Violation n° 1 : la mise à sac du caractère « social » et de la « fraternité » de la République inscrits expressément dans la Constitution

La violation 1 consiste dans la paupérisation et la précarisation sans fin de pans entiers de la société française, notamment des retraités, des chômeurs et des jeunes, mais aussi des professions indépendantes et libérales, des petits commerçants et des fonctionnaires. Cette montée de la pauvreté se produit tandis qu’une infime minorité devient immensément riche.

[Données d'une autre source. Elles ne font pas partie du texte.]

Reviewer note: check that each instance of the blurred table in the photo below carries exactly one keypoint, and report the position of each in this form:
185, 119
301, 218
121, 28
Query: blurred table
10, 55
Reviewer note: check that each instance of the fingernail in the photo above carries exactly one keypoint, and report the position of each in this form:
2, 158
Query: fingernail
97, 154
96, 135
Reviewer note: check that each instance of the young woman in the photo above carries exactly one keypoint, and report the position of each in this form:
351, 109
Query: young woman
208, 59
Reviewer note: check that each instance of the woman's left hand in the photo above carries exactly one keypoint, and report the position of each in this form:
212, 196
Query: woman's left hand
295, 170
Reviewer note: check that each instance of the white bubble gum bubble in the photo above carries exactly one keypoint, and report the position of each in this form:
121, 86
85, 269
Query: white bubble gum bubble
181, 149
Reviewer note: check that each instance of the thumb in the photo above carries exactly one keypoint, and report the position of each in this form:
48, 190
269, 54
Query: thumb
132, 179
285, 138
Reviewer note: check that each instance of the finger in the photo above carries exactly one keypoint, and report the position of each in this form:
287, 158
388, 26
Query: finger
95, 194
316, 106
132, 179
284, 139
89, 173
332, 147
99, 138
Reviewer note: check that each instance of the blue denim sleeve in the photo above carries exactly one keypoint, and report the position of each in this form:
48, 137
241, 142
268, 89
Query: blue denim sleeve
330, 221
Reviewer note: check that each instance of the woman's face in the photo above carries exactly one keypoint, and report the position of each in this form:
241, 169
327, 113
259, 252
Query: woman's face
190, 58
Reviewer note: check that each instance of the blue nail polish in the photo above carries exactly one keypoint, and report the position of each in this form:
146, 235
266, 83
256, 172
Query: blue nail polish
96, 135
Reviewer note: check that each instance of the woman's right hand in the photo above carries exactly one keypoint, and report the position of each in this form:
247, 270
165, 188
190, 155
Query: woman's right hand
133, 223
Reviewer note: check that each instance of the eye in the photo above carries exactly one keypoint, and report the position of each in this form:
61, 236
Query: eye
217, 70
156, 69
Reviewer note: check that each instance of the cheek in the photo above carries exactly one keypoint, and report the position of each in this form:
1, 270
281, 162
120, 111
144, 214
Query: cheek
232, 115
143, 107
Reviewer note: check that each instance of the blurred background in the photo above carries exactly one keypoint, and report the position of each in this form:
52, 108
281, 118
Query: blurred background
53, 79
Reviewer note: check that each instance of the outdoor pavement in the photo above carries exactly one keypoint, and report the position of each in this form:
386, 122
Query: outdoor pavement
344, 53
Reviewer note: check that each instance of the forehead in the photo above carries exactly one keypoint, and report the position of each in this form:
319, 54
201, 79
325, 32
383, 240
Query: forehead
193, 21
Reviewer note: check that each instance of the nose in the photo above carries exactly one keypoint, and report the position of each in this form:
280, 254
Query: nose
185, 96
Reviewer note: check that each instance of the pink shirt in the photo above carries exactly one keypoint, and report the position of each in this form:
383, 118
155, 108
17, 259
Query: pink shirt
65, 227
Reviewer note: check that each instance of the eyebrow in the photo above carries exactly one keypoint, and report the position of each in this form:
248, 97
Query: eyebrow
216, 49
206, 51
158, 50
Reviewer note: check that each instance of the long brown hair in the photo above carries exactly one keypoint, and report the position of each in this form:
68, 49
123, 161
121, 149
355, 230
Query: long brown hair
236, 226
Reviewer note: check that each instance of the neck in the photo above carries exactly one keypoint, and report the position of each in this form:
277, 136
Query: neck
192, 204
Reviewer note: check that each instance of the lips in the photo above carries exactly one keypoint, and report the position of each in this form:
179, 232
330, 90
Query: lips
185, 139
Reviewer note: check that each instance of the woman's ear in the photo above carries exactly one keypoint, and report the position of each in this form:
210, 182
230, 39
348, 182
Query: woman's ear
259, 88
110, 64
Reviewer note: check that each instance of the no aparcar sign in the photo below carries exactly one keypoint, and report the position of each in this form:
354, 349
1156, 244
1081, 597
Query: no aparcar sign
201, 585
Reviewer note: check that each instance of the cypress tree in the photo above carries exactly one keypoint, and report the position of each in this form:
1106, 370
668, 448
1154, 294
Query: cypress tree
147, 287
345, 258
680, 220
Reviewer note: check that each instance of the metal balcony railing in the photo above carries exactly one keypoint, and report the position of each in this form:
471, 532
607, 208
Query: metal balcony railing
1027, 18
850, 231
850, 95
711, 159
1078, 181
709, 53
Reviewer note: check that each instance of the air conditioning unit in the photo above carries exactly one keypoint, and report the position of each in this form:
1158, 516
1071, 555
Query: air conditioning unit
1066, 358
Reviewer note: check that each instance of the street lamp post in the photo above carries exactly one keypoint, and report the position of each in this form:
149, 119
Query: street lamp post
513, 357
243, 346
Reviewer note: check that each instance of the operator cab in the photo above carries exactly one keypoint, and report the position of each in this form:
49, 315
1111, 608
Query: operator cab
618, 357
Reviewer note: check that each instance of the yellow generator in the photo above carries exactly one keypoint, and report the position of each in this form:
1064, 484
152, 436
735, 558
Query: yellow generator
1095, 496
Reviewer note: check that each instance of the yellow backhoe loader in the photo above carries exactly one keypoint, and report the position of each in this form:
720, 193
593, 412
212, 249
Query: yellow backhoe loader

Si la France connaît une réouverture rapide et violente de l’éventail des revenus et des patrimoines depuis une vingtaine d’années, c’est sous l’effet conjugué :

  • de la désindustrialisation massive de la France, due aux délocalisations rendues possibles par la libre circulation des mouvements de capitaux imposée par l’article 63 du Traité sur le fonctionnement de l’Union européenne ;
  • de l’évasion fiscale, rendue quasiment légale sous le vocable « d’optimisation fiscale », par la libre circulation des capitaux du même article 63 du TFUE ;
  • de l’augmentation continuelle de la pression fiscale et des contraintes budgétaires insurmontables que nous impose notre appartenance à l’Union européenne et à l’euro ;
  • du grignotage  sans  fin  des  droits  sociaux  et  des  protections  de  toute  nature  sous  l’effet  des « déréglementations » exigées par l’Union européenne. Le Code du travail, élaboré tout au long de décennies de lutte sociale, est attaqué de toutes parts et ruine le rêve de nos aïeux, qui pensaient que leurs descendants auraient une meilleure vie qu’eux-mêmes.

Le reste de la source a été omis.